Children with successful balloon valve repair have a favorable prognosis for life. Patients with a dysplastic pulmonary valve, often found in Noonan syndrome, have less favorable outcomes. Patients with successful balloon repair rarely require reoperation, unlike patients with right ventricular hypoplasia. The survival rate for such children is 60%. Mild to moderate pulmonary stenosis usually does not progress, and children have a favorable prognosis. In patients with severe stenosis, the defect progresses with age. The average life expectancy in the natural course of the defect is 25 years. After surgery, restenosis and valvular insufficiency of the pulmonary artery are possible. Long-term good results after surgical treatment were recorded in 84.3% of patients.

Classification

Depending on the location of the narrowing, there are:

  • valvular stenosis is the most common case when the pulmonary valve itself is subject to pathological changes; its valves can be underdeveloped, fused together by commissures, and even have the appearance of a membrane with a hole in the center, ranging in size from 1-1.5 mm to normal;
  • supravalvular - in which the trunk of the pulmonary artery is narrowed above the location of the valve;
  • subvalvular (infundibular) – in this case, excessive growth of muscle tissue or fibrous structures in the area of ​​the outflow tract of the right ventricle has occurred, preventing the blood flow from entering the pulmonary artery;
  • peripheral - caused by a narrowing of the branches of the pulmonary artery that bring blood to the right or left lung.

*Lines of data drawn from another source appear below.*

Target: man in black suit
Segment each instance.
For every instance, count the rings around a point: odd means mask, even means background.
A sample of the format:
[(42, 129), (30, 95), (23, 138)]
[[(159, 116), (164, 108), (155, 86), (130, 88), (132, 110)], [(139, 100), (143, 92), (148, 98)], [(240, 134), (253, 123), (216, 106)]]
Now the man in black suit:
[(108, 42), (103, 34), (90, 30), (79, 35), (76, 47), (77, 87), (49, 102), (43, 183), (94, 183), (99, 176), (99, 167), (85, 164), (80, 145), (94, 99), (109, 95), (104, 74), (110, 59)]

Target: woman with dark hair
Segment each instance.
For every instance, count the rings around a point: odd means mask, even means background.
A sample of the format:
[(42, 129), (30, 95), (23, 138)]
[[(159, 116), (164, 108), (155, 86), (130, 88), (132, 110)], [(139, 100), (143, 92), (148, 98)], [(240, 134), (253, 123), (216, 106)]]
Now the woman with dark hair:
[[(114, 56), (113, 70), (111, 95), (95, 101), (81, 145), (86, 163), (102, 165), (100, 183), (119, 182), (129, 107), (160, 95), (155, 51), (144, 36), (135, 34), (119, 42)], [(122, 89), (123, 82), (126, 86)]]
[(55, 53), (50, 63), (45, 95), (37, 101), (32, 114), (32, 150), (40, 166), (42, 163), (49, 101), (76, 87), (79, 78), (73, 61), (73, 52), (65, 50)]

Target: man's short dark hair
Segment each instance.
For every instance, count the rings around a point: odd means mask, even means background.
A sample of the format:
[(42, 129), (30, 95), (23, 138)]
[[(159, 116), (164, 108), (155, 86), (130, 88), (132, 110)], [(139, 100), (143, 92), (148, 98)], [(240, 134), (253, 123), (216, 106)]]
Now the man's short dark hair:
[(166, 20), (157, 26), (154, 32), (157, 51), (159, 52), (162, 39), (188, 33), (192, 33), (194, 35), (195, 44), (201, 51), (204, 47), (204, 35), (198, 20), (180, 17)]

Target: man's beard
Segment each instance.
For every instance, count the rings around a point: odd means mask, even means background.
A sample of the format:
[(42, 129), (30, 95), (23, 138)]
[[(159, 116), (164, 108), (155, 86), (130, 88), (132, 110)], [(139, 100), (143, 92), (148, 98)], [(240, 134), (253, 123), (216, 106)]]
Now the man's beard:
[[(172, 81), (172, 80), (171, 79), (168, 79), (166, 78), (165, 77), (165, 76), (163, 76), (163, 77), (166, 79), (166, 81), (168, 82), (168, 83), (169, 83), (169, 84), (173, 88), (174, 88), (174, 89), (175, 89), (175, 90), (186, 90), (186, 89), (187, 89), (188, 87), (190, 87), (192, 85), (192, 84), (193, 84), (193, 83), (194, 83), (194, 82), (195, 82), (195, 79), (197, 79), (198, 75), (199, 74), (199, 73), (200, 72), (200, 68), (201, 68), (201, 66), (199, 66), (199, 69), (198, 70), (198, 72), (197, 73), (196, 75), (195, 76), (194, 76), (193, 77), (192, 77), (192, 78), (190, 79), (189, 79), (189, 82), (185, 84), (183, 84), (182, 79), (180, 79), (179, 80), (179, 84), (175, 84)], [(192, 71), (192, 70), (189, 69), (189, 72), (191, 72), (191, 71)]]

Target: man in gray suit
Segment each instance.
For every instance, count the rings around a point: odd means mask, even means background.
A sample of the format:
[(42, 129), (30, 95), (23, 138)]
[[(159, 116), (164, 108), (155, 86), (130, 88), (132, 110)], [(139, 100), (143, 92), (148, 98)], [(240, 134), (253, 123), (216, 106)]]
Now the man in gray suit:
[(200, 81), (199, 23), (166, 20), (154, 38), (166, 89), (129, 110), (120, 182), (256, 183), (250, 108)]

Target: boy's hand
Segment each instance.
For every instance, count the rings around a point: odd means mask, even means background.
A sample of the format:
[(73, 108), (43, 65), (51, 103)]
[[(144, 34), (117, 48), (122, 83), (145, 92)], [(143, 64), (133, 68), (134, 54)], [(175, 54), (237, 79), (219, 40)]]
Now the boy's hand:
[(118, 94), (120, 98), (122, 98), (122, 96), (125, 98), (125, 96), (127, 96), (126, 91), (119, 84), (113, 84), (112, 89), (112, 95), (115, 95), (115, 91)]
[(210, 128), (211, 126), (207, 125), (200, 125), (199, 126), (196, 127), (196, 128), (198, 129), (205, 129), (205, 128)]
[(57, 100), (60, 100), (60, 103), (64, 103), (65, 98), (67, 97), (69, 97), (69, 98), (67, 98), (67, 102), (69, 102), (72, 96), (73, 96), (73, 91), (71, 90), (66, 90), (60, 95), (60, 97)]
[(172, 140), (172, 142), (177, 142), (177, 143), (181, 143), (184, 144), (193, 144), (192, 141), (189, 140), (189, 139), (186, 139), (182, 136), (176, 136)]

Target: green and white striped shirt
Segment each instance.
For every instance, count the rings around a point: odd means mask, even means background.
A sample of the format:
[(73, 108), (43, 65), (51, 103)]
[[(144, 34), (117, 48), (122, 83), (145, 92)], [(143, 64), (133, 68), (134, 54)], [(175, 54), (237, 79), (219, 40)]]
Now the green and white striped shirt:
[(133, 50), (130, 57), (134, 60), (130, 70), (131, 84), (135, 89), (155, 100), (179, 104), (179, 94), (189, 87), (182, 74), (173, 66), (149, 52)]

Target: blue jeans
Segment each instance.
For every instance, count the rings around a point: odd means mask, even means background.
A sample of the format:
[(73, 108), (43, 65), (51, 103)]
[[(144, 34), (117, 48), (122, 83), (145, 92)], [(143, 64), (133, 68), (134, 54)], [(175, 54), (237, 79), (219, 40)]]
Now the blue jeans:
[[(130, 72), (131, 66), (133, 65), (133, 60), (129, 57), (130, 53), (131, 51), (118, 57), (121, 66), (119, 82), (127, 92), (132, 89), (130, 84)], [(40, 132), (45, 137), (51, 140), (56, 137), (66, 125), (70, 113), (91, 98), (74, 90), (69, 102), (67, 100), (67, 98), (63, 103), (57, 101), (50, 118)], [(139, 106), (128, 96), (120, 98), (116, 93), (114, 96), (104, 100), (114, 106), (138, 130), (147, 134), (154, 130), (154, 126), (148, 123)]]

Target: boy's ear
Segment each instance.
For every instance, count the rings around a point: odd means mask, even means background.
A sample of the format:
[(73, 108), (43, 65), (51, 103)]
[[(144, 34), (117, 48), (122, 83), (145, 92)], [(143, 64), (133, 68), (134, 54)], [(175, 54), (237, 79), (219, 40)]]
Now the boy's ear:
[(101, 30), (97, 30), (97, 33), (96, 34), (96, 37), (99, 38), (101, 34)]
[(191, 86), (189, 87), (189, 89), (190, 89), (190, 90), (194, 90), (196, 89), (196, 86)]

According to the nature of the severity, the disease can be mild (asymptomatic), moderate-severe and critical.

Diagnosis of heart defects in children

During the initial examination, a pediatrician, neonatologist or pediatric cardiologist conducts an examination and auscultation of possible heart murmurs. The presence of swelling, shortness of breath, heart rhythm disturbances, and problems with physical or intellectual development are checked. Based on the results of the inspection, the question of the necessary examination is decided.

Cardiac echocardiography (EchoCG) – combines cardiac ultrasound and cardiogram. The method determines the rhythmogram and structural changes in the heart. EchoCG is an informative method.

Radiology shows the actual size of the heart, its chambers and the relationship of the organ to the size of the chest.

Coronary angiography – a catheter is inserted through the veins or arteries in the arm, groin, or neck (vein only) and reaches the heart. Then a contrast agent is passed through it. This method determines the contractile function of the heart.

Medical equipment uses expert-class equipment from world-famous manufacturers.

The task of the Children's Medical Department is to provide a full range of medical care from prevention to treatment, when symptoms of a defect appear from birth to 18 years.

In our children's department, appointments are conducted by doctors who have undergone special training to identify health problems in children and infants, taking into account all age-related characteristics.

Pediatric doctors at the Paracelsus Clinic work according to the principles of evidence-based medicine (international protocols drawn up on the basis of clinical trials). This minimizes the likelihood of a false diagnosis.

Parents play a big role in the early diagnosis of heart defects in children. The direction in which the preliminary examination will be carried out depends on how closely the parents monitor the health of their child and how correctly they can describe his condition to the doctor.